That sentence looks as strange as it sounds, but every word of it is absolutely true.
My travel buddy and I had set out for a month long trek across Europe the summer of 2002. Starting from London, we student hostel-ed our way to Prague and back, with many a mad mishap along the way. The least of which was a freak flooding of Eastern Europe. We were in Italy at the time, gorging ourselves on Gelato and the Renaissance art museums of Florence (the 3-hour queue for the Ufizzi was worth every second) when the treacherous weather manifested itself in our Western corner of the continent. No, Italy was not flooded, but the weather was absolutely, positively off its bloody rocker. We were deluged on an otherwise beautiful afternoon, forced to retreat to our hotel room to stay there until the skies cleared.

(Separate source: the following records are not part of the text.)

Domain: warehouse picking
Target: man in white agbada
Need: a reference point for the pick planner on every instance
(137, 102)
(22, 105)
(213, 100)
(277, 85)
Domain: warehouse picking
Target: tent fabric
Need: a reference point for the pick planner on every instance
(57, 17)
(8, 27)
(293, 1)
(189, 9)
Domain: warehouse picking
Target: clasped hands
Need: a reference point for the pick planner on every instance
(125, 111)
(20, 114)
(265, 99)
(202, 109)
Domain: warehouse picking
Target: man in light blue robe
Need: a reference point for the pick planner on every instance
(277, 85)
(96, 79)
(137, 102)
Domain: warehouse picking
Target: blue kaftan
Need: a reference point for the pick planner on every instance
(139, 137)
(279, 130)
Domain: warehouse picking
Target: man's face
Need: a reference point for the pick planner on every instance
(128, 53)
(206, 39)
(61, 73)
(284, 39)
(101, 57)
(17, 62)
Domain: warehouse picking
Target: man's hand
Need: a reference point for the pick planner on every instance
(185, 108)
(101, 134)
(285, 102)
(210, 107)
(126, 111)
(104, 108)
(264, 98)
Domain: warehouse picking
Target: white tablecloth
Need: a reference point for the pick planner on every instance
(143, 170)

Quarantined in our quarters, we happily retreated into books. I had laughed at my friend for purchasing a set of Harry Potter books at a Bloomsbury bookshop the week before, thinking her laughably foolish for wasting 30 pounds on a set of books she already owned– just so she could have what she referred to as the “British illustrations.” And so we settled into a silent war of words: her with her JK Rowling, me with my Jack Kerouac. The Town and the City.
I flipped my pages proudly, determined to enjoy his words more than hers. It was, in my uninformed mind, art versus pop trash. But drinking in Kerouac’s delicious stream of consciousness, which I simply worship, drove me to distraction that afternoon.
Maybe it was the deafening beat of rain on the window. But it was more likely my friend’s frequent bursts of laughter. Ooohs. Ahhhs. And the unnerving gasps. Beautiful as Jack’s prose was, it was certainly not eliciting such … excitement.
But I’d spent the better of two weeks deriding my friend for her “childish” fascinations. How could I admit the fact that I wanted nothing more than to be let in on the whole thing.
The rain wasn’t letting up.
I threw Kerouac on the bed, stood up and said “You win. Hand ‘em over.”
So she did.
And that was it.
By the time we reached Venice, I was not so much concerned with the song our Gondolier sang as he floated us down the canals, but rather WHY the hell Harry could understand Parseltongue, and what it all had to do with Godric Gryffindor!
Two years later, and two fan-fics later (yes, I wrote them– and to my horror, they’re still where I left them at FictionAlley) I was was amongst the proudly post-pubescent people in the queue out front of Waterstone’s on Chiswick High Street, waiting midnight for the release of HP5.
Riding the tube to work that week was heavenly. Designer three-piece suited City brokers and Minolo-heeled West-End girls and impoverished college students (yours truly) all sharing a delicious, unspoken solidarity by reading Book Five every morning on the train.
Regarding the film franchise, of which I am deeply fond, I was initially fanatically critical. Citing references and quoting text directly refuting the plot … thankfully, I was introduced to extra-strength chill pills. The films may be uneven, yes, but the less linear they became, the more the spirit of Rowling’s magical story became flesh and blood. (The Prisoner of Azkaban was my object lesson. Bless your socks, Alfonso Cuaron. The whole Steampunk-Goth thing totally rocked.)
Even though Rowling’s final installment is now going on three years old, the film franchise (the most profitable in film history) has only just faded to black. It’s a bittersweet goodbye, as we’ve watched them grow up before our eyes. Trust me: When watching The Chamber of Secrets at the local multiplex, it was the last thing imaginable that I would one day see the same star in Peter Schaeffer’s West End revival of Equus. (THAT is another post altogether. Actually… another blog altogether.)
But in the words of Rowling, the ones we love never really leave us– and so this end is, at the same time, rather exciting. Time is the friend of all truly great works of art.
And I’ve the sneaky suspicion that time will most definitely be on the side of Harry.
There will always be instant sensations (um, Twilight anyone?) but how often do we have, really, legitimate instant classics. Let alone seven of them in a row.
p.s.: I never did finish The Town and the City.